A frase foi dita em um contexto político-econômico, já que alguns analistas apontam que 2027 carrega um risco real de forte desaceleração ou recessão técnica no Brasil. A combinação de aperto fiscal pós-eleitoral, juros elevados por período prolongado e esgotamento do poder de compra das famílias desenha um ambiente macroeconômico desafiador.

E quando a renda encolhe e o crédito fica escasso, a primeira reação das famílias é revisar o orçamento. No cenário das nossas academias, a pergunta inevitável é: a mensalidade do seu aluno será vista como investimento essencial de saúde ou como despesa supérflua a ser cortada?

A resposta a essa pergunta não depende da economia, mas da sua estratégia de vendas, do posicionamento e da gestão da carteira de clientes. Em tempos de vacas magras, quem decide o resultado do negócio não é o cenário macroeconômico, mas a qualidade da operação comercial construída enquanto o mercado ainda está aquecido.

Reforçando que o intuito deste artigo não é gerar pânico, nem pessimismo, mas provocar reflexão. Uma eventual desaceleração pode alterar a jornada do seu cliente de três maneiras principais:

  1. Aumento do ciclo de decisão: o cliente demora mais para fechar um plano, a venda por impulso diminui e a busca por custo-benefício vira prioridade. Isso significa leads mais frios, funis mais longos e a necessidade de um follow-up muito mais disciplinado.
  2. Pressão pelo trade-down: alunos de academias com mensalidade mais alta podem buscar soluções de menor custo ou gratuitas.
  3. Elevação do churn por inadimplência: o cancelamento não ocorrerá apenas por falta de motivação, mas por restrição financeira real. O churn deixa de ser um problema de motivação e vira um problema de gestão financeira do cliente.
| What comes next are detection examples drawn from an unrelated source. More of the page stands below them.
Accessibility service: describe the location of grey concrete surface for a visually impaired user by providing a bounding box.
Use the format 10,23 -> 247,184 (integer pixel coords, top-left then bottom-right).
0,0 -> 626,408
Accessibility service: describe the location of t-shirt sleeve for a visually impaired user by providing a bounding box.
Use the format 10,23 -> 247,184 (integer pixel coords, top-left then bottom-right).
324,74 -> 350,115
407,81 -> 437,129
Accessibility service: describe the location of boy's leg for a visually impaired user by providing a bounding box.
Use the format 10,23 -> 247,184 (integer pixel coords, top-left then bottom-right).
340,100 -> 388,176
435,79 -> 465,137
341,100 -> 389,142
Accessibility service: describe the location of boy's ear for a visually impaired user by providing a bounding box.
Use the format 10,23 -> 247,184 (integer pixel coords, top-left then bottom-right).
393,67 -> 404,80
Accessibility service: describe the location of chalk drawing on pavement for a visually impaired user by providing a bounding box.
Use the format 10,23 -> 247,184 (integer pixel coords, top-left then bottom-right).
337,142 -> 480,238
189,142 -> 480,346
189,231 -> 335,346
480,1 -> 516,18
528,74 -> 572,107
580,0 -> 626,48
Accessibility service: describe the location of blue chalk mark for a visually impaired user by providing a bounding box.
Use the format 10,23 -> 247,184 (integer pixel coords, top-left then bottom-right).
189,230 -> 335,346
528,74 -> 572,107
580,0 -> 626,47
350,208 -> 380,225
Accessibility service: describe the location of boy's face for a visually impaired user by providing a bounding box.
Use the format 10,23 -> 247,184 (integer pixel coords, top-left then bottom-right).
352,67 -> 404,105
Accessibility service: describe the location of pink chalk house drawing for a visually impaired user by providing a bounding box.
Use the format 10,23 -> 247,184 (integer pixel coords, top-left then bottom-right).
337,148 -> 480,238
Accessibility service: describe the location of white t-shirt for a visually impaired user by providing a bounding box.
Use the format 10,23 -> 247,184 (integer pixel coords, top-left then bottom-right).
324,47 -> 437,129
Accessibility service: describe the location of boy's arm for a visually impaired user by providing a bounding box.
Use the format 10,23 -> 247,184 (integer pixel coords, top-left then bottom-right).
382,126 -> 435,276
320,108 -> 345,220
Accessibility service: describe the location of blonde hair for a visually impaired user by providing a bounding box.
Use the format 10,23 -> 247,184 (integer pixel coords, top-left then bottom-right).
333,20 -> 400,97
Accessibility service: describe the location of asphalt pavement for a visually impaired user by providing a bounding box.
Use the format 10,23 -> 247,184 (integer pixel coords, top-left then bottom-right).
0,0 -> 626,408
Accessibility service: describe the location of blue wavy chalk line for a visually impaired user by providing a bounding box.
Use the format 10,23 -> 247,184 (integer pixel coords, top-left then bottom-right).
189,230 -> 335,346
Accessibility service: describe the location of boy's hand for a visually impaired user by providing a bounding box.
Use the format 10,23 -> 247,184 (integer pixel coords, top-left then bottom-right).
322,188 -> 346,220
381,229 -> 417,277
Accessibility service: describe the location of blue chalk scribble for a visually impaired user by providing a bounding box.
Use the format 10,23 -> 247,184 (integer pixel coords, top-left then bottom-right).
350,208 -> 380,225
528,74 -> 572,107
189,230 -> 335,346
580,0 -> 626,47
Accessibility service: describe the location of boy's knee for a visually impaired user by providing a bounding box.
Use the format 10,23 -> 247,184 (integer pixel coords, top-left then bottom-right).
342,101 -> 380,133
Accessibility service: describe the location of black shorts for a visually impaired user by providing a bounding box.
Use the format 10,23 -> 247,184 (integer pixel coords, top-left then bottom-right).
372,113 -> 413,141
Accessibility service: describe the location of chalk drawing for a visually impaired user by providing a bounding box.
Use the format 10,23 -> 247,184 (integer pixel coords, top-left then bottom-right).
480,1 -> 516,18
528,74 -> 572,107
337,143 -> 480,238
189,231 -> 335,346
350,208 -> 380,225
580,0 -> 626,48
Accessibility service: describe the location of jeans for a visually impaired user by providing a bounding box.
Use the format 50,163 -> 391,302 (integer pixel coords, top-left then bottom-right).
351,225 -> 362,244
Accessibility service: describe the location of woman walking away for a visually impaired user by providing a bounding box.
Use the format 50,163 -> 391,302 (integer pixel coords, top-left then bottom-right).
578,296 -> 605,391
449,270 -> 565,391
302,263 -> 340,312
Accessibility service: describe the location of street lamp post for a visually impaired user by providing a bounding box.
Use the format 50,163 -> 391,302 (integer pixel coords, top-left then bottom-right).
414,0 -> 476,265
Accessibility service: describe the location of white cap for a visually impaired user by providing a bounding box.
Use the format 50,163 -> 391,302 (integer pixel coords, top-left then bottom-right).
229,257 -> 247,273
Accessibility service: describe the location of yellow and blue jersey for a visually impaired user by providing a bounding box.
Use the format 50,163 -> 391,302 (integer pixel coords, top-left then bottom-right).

Quando esse momento chegar, você precisará dar uma virada de chave nos argumentos do seu comercial. Enquanto concorrentes despreparados entram em pânico e queimam margem com descontos desesperados, academias com visão comercial estruturada encontram caminhos para crescer.

Em tempos de incerteza econômica, o gasto com estética é adiado, enquanto o gasto com saúde, disposição e longevidade é preservado. Quando o cliente entende que a atividade física melhora sua performance diária e evita gastos médicos futuros, a academia deixa de ser um luxo e vira prioridade máxima no orçamento. Por isso, inclua no roteiro comercial perguntas como “o que você não pode abrir mão no seu orçamento este ano?”.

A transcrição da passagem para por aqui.